In the supine position, external chest wall compression increased the chest wall elastance and reduced the lung elastance, ​​with a consequent reduction in the end-inspiratory transpulmonary pressure and therefore in the stress applied to the lung. Moreover, despite an unmodified minute ventilation, PaCO2 decreased, as did the alveolar dead space. Interestingly, a reversal of CO2 elimination percentages between natural and membrane lung was found. Third, venous admixture decreased, and oxygenation increased. In summary, chest wall loading likely led to a reduction in hyperinflation in the non-dependent lung region. Redistribution of ventilation and pulmonary blood flow is likely to account for some of the improved gas exchange during chest wall loading. Notably, the physiologic effects of external chest wall compression in the supine position were very similar to those of prone positioning. Our findings are similar to those reported by Carteaux et al. [8, 9]. Interestingly, application of chest wall loading in the prone position led to a further improvement of lung mechanics and oxygenation, confirming the recent finding of an improved compliance and lower plateau and driving pressure after sustained compressive force applied to the dorsum of the passive and prone patients with severe cARDS during controlled mechanical ventilation, which suggests end-tidal overinflation within the aerated part of the diseased lung despite the already compressed anterior chest wall of prone positioning [10].

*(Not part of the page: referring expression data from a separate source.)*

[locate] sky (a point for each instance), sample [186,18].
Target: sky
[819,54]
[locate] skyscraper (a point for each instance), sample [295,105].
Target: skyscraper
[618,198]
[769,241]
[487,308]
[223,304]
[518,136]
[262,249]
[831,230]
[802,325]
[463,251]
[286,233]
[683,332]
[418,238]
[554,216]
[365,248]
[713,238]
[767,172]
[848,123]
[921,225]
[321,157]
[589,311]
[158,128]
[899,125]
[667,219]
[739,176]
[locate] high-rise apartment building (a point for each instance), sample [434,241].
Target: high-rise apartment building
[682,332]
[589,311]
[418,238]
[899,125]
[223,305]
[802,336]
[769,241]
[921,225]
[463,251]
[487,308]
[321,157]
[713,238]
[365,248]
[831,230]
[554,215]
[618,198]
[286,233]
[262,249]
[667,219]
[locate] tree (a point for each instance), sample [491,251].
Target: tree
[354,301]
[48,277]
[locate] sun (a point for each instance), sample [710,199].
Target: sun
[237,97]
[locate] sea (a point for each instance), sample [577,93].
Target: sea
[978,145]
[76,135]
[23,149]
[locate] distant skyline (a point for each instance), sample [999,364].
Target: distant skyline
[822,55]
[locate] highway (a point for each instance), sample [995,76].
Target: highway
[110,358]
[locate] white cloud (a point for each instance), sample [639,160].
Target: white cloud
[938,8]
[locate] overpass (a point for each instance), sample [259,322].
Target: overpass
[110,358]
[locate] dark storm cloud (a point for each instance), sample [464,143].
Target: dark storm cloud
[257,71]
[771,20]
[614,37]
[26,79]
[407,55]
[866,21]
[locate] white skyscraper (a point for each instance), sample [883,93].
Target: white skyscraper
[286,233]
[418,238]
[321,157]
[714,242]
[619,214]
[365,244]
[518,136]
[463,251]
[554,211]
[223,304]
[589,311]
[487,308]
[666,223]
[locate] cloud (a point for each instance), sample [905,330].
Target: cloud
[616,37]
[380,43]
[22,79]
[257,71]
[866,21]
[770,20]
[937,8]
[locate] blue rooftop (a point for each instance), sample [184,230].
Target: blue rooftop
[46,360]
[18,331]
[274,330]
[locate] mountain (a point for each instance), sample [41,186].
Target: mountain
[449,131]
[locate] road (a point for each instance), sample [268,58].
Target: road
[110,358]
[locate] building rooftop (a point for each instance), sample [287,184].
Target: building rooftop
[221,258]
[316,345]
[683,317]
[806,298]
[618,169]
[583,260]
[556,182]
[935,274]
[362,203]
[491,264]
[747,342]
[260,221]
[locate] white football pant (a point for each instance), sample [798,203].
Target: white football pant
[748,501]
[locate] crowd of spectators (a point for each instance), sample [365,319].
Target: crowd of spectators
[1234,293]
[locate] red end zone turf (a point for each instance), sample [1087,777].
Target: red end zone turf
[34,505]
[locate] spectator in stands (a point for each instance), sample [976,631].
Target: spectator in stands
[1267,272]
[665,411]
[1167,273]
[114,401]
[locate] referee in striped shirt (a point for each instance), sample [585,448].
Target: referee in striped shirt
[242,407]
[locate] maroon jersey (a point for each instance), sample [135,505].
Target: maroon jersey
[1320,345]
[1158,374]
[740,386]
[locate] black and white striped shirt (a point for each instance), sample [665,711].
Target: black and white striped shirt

It is possible that in the late phase of C-ARDS [11], the application of a weight (sand bag) on the chest in both the supine and prone position improves respiratory mechanics by reducing airway and transpulmonary driving pressures [8, 9, 12]. This maneuver is likely associated with a decrease in non-dependent lung region overdistension and an increase in dependent region recruitment of aerated lung units, leading to a more homogeneous tidal ventilation [8], adding a further element that improves lung protective ventilatory strategies [1].

Our case confirms the previous findings of chest wall loading in the supine position and adds evidence also to patients in the prone position. However, the possible role of chest loading is not generalizable to all ARDS patients, as some may not respond to this maneuver, and these initial observations require further investigation, even in little-explored areas such as the role of abdominal binding in responsive patients [10].

According to Gattinoni and Marini, we suggest that chest loading maneuver should be tested in all patients suffering from ARDS, applying it only in responders. Large further studies are needed to verify if this approach shares with prone positioning the same positive effect on patient outcome.